You can see that there was a newer rotary air conditioning compressor installed.  I planned to remove it.  The radiator is on it's way out to be sent to a shop for testing.
Wrong Thermostat
The wrong thermostat was installed.  Since overheating was one of the common problems on a Dodge Chassis Motorhome.  I am going to add some information that I have on Dodge engines and thermostats.
Correct Thermostat
Correct Thermostat
Correct Thermostat

Correct Thermostat
This information came from my 1978 Dodge Chasis Motorhome Shop Manual.  With this knowledge in mind.  I went cooling parts shopping.

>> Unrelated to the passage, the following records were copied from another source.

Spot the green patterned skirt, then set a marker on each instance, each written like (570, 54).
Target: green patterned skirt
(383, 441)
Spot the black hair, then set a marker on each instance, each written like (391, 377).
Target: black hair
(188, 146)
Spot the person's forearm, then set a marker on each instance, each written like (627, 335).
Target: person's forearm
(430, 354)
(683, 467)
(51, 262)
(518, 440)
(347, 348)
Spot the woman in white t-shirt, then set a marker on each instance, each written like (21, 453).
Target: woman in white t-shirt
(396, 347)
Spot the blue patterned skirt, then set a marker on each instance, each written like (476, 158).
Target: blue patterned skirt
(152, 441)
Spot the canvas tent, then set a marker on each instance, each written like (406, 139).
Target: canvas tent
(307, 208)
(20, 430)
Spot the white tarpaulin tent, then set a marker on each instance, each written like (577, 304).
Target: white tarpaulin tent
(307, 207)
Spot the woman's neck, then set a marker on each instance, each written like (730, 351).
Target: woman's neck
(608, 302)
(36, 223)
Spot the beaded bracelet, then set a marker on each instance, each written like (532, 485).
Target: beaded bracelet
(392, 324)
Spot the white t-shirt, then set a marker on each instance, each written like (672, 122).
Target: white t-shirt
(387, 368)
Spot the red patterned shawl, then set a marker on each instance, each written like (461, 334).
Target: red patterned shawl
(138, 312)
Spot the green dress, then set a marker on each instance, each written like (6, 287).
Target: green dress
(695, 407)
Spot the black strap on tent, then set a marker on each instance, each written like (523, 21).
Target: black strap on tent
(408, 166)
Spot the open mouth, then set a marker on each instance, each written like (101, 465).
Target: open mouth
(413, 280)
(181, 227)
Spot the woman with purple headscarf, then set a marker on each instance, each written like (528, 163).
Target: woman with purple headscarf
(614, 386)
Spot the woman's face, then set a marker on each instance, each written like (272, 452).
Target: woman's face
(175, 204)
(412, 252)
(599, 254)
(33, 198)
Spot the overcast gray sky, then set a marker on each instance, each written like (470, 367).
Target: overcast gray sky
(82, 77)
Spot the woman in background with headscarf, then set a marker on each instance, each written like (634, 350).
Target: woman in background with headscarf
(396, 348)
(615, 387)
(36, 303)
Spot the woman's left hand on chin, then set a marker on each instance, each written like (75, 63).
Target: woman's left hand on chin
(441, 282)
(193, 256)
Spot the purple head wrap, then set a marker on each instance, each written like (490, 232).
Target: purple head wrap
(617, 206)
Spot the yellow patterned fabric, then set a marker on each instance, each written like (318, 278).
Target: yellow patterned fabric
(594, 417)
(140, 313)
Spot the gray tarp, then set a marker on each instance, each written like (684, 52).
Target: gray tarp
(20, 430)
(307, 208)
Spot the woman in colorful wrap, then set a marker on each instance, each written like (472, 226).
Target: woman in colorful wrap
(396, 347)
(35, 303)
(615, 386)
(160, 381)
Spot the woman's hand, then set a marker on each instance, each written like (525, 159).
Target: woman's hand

Mil-16260 water pumpCorrect Thermostat

I ordered a Milodon high volume water pump and a 185 degree thermostat also made by Milodon from Summit Racing.  The thermostat cost $15.95 and the water pump was $89.95.

Mystery Hoses
While I was waiting for parts, I tried to find out what these hoses were for.  I still don't know.  I also ordered a transmission, engine oil cooler with a fan to be installed when all of the parts come back.  The radiator was 75% plugged and I had it recored for $390.00.  It was back, but I was still waiting for Summit Racing to deliver my cooling parts.


New Water Pump
 removed CompressorLeaking Valve Covers
I installed the new water pump and removed the rest of the air conditioning system.  It was a good compressor.  I gave it to a friend of mine for their truck.  I also removed, cleaned, resealed and painted the valve covers at this time.  They were leaking pretty bad. I used Napa Felpro Gasket Part Number VS50145R.  They cost $16.31 on July 1st 2008. 

Fresh Paint Napa PN 271305
I painted everything after the installation.  I installed a new thermo clutch fan.  I got it at Napa for $38.89.  The Part Number was 271305.

Damaged Radiator Ready to Install
We damaged the radiator taking out of the truck.  It was a simple repair.  I reinstalled the brackets for the oil spout and dipstick and got ready to reinstall it.
Installed Radiator
The job is complete all except for the new transmission/engine oil cooler.  It is back-order.  I have to assemble the Motorhome without it so that I can take it to the Truck shop.   They are going to replace the king pins, a bad carrier bearing and replace the glass pack mufflers with some that are not as loud.  I have my house rented and must move so that the renters can move in.

Leaving Home
I am leaving home for the repair shop.  I was hoping to leave for full-timing after the king pin replacement.  The people renting my house wanted to buy it, but the bank wants too big of a down payment.  I decide to hang around the area and work part time for two years.  This is July 2008.  July 24th 2010 is my official retirement full-timing date.  It turned out that I would not have the Freedom Bird ready till this year 2010.  I also have the shop replace the bad passenger side tie rod end.  They are going to adjust the tow-in after the parts are replaced.  The cost of all of these repairs was $1565.94.  When I picked it up and drove it to the campground.  It drove great.  It did some bogging down under heavy loads like steep hills.  I had a part-time job for the winter.  I would wait til Spring 2009 to do anymore to The Freedom Bird.  I lived in her at the Harper Lake Campground til November 1st when I moved indoors for the winter.